American consumer awareness of the benefits of reducing salt (sodium chloride) and sodium in their diet has reached a nationwide crescendo, making low-sodium/salt and no sodium/salt foods and beverages a major food trend for 2010, according to "Low- and No-Sodium Foods and Beverages in the U.S." by market research publisherPackaged Facts.

Representing 3 percent of the $600 billion total U.S. market for foods and beverages, Packaged Facts, New York, N.Y., estimates the market for low-sodium/salt and no-sodium/salt products in the U.S. market reached $22 billion in 2009. Low-sodium/salt foods and beverages comprised $17 billion of the total and no-sodium/salt products accounted for the remainder.

As the quality of these products improves, they are gaining in popularity with consumers from a variety of backgrounds beyond the traditional niche consumer demographics (i.e., adults age 55 and over, African Americans, and women) that are typically associated with a predilection towards low- and no-sodium foods and beverages.

"Most consumers recognize the health benefits of foods and beverages beyond basic nutrition.

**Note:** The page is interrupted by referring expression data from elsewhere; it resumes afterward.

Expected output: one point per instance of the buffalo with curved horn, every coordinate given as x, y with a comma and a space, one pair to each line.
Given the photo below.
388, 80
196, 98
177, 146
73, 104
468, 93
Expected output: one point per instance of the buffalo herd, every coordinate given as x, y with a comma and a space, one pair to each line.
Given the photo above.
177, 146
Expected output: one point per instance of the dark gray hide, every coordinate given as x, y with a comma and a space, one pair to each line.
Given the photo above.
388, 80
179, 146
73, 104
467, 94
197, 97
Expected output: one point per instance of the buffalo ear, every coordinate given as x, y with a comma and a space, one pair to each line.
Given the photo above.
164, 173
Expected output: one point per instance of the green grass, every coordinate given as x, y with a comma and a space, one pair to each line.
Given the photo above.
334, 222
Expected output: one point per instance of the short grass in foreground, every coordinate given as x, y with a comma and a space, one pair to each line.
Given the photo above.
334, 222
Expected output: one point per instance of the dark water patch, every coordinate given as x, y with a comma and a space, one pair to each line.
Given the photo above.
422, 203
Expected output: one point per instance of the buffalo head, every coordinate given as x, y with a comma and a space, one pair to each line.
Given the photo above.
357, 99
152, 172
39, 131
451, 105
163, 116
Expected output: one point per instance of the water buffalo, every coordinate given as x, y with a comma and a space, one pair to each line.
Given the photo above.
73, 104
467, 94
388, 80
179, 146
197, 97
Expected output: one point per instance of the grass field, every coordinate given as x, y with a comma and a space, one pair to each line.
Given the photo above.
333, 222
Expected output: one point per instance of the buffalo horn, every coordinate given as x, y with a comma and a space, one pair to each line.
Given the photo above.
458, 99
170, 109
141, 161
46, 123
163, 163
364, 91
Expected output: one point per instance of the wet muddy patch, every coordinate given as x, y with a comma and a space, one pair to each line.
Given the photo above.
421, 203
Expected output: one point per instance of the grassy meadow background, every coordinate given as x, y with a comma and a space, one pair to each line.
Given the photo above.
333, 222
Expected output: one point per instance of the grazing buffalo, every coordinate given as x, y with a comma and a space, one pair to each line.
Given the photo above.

And more importantly, a growing number realize that they can influence their own health by cutting back on processed and packaged foods and by reducing the amount of salt added to foods prepared at home," says Don Montuori, Packaged Facts publisher. "And though reducing sodium intake may not always be a consumer's primary strategy for a healthy diet, if good-tasting, lower-sodium options are available at retail consumers will buy them."

As part of the reduced sodium trend, some retailers have started "low-sodium" food aisles to assist consumers with locating the options available to them. Sometimes the lower-sodium foods have two placements in the stores: one in a specialty aisle and the second with the same category of mainstream foods.

Meanwhile, an increasing number of foodservice operators and food manufacturers are making a point of offering low-sodium meals or taking salt out of their products. Recent examples include an announcement by PepsiCo that it has initiated production of a new version of its Lay's potato chips that contains a "designer salt" to make the chips healthier, in addition to plans by Kraft Foods to reduce sodium by an average of 10 percent across its North American portfolio of food products over the next two years.

Packaged Facts pegs palatability as the key for consumers and manufacturers to such efforts, emphasizing that one of the most successful strategies for creating low-sodium alternatives is the gradual reduction of the sodium content of foods and beverages over time so the consumer is not abruptly confronted with a product that tastes substantially different than what the buyer is accustomed to.